Friday, October 16, 2015
Kiss Me, Kate Meets Cinderella
Cole Porter often wrote songs with the vocal range of the actor/singer in mind. But he started writing for Kiss Me, Kate before all the roles were cast, especially the female lead, the characters of Lilli and Kate. In the early stages, opera star Jarmilla Novotna was the likely choice. But eventually she couldn't commit to the show.
Cole Porter offered the role to another operatic singer and actor, Lily Pons, and considered yet another opera singer, Dorothy Kirsten. Pons couldn't do it, and Kirsten wasn't interested. So Porter found himself without a leading lady.
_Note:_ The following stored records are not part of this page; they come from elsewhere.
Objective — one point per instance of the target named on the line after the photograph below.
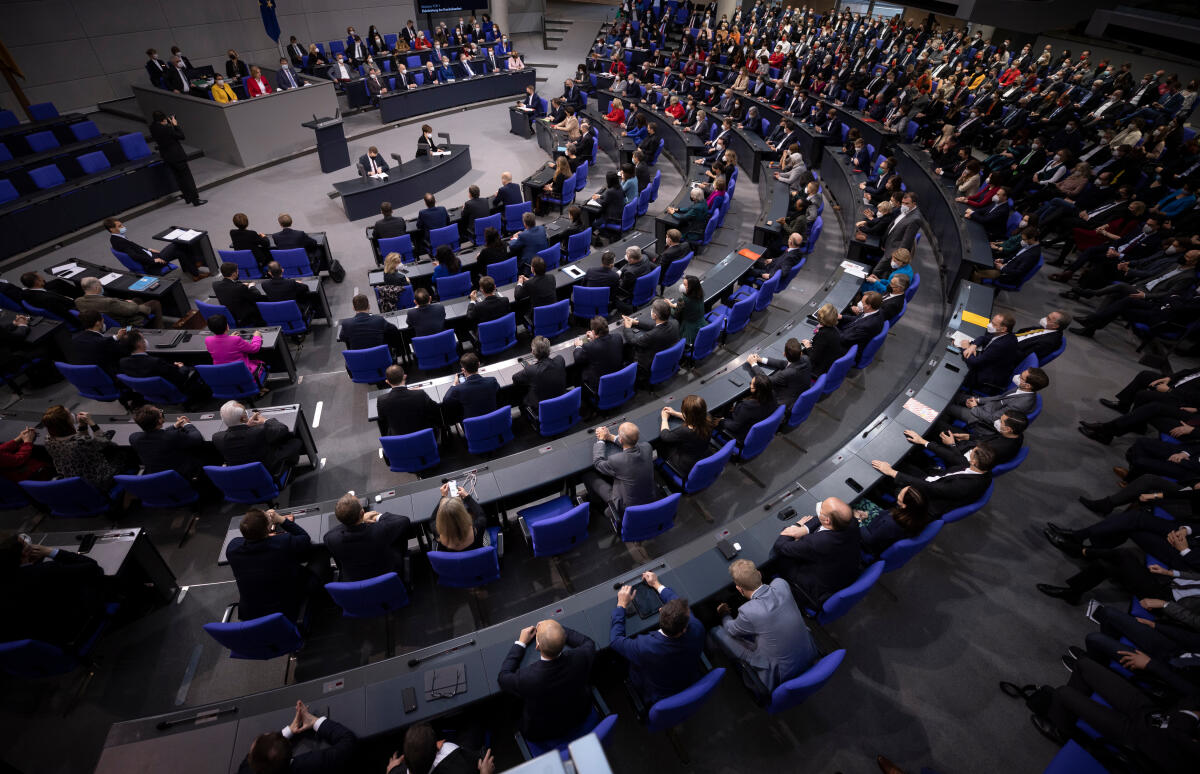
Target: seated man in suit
(124, 312)
(269, 564)
(402, 412)
(252, 438)
(366, 545)
(541, 379)
(652, 337)
(273, 751)
(288, 238)
(768, 635)
(665, 661)
(373, 163)
(599, 353)
(239, 298)
(541, 289)
(820, 555)
(622, 472)
(366, 330)
(555, 687)
(471, 395)
(526, 244)
(508, 193)
(427, 318)
(792, 376)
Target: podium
(330, 143)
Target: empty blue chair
(209, 310)
(558, 414)
(666, 363)
(551, 319)
(247, 265)
(371, 598)
(466, 569)
(247, 484)
(166, 489)
(367, 366)
(231, 381)
(840, 603)
(959, 514)
(901, 551)
(702, 475)
(294, 262)
(513, 215)
(555, 527)
(90, 381)
(588, 303)
(645, 287)
(838, 370)
(791, 693)
(484, 223)
(412, 453)
(154, 389)
(489, 432)
(437, 351)
(503, 273)
(286, 315)
(579, 245)
(71, 497)
(873, 347)
(454, 286)
(402, 245)
(444, 235)
(642, 522)
(617, 388)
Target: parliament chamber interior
(594, 387)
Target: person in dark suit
(366, 330)
(991, 358)
(252, 438)
(652, 337)
(820, 555)
(168, 137)
(471, 395)
(599, 353)
(237, 297)
(553, 688)
(541, 379)
(665, 661)
(366, 545)
(241, 238)
(792, 376)
(268, 562)
(273, 751)
(427, 318)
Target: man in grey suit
(769, 634)
(619, 477)
(985, 411)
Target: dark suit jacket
(369, 550)
(556, 694)
(403, 412)
(271, 575)
(820, 563)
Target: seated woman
(459, 522)
(685, 445)
(882, 527)
(225, 347)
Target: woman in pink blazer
(225, 347)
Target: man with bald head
(622, 471)
(820, 555)
(555, 688)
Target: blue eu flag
(270, 22)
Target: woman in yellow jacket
(222, 93)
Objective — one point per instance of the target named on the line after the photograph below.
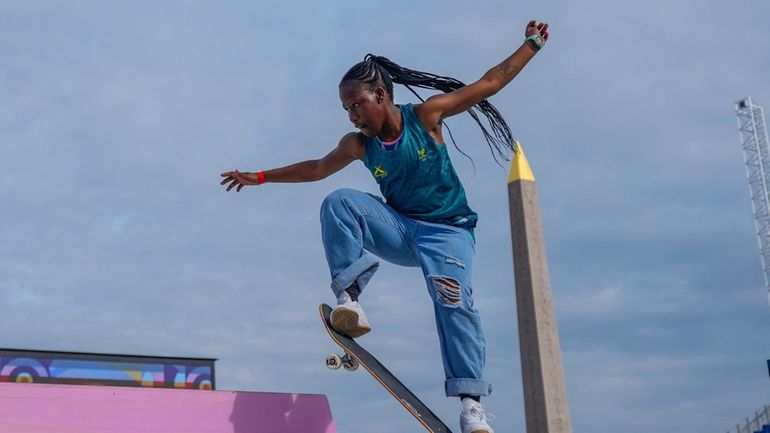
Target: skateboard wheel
(333, 361)
(349, 363)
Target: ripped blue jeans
(357, 228)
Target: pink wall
(35, 408)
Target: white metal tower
(756, 152)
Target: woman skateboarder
(425, 219)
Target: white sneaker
(349, 318)
(473, 418)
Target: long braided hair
(374, 70)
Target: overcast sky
(116, 119)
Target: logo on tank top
(422, 155)
(379, 172)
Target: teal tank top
(417, 178)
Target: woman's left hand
(535, 28)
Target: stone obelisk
(545, 396)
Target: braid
(375, 70)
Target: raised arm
(439, 107)
(349, 149)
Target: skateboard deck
(417, 408)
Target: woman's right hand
(239, 179)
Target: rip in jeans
(448, 291)
(454, 261)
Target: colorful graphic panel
(99, 369)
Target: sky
(116, 119)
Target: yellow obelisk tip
(520, 169)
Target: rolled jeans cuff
(455, 387)
(360, 271)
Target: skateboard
(356, 355)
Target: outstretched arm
(349, 149)
(439, 107)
The show’s director suggested an unknown: Patricia Morison, not an opera singer or a professional singer of any kind. She was a working movie actress in supporting roles, from B pictures (Queen of the Amazons) to a cut above that. She has the distinction of performing in the last film of three popular series: the Thin Man, the Johnny Weissmuller Tarzan and the Basil Rathbone Sherlock Holmes.
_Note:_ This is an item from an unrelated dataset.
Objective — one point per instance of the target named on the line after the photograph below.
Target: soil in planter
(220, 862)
Though she sang for soldiers on USO tours and at the Hollywood Canteen during World War II, she hadn’t sung a note in the movies. Cole Porter invited her to sing for him at his house in Hollywood. Her agent told her it wasn’t for any particular role, and she did it just for the contact and the experience. But according to Porter, as soon as she walked in he knew she was the one—if she could sing.
After she’d taken lessons to strengthen her voice, worked on some of the show's songs and brushed up her Shakespeare, Porter was even more convinced. He believed that overnight she might become “a great new star.”
But the producers were still considering other possibilities, and the writers had to be consulted. Unfortunately they were all in New York, and Patricia couldn’t afford the plane fare to go meet them. Then out of the blue she was invited to sing at a Bob Hope USO reunion concert at Madison Square Garden in New York City. The producers and writer Bella Sprewack were in the audience, and they all were enthusiastic.
It was a Cinderella story for real. After 1,077 performances on Broadway, Patricia Morison starred in the London production for another 400 performances.
In the backstory she created for Lilli, Morison used her own life--disillusioned with Hollywood, seeking redemption through a hit stage play.
Morison had another success in the original production of The King and I, both on Broadway and on its national tour. She subsequently sang in many touring musicals, and performed her starring role in Kiss Me, Kate many times, including in a television movie in 1964, onstage in Seattle in 1965 and for the last time, in Birmingham, England in 1978—30 years after her Broadway opening.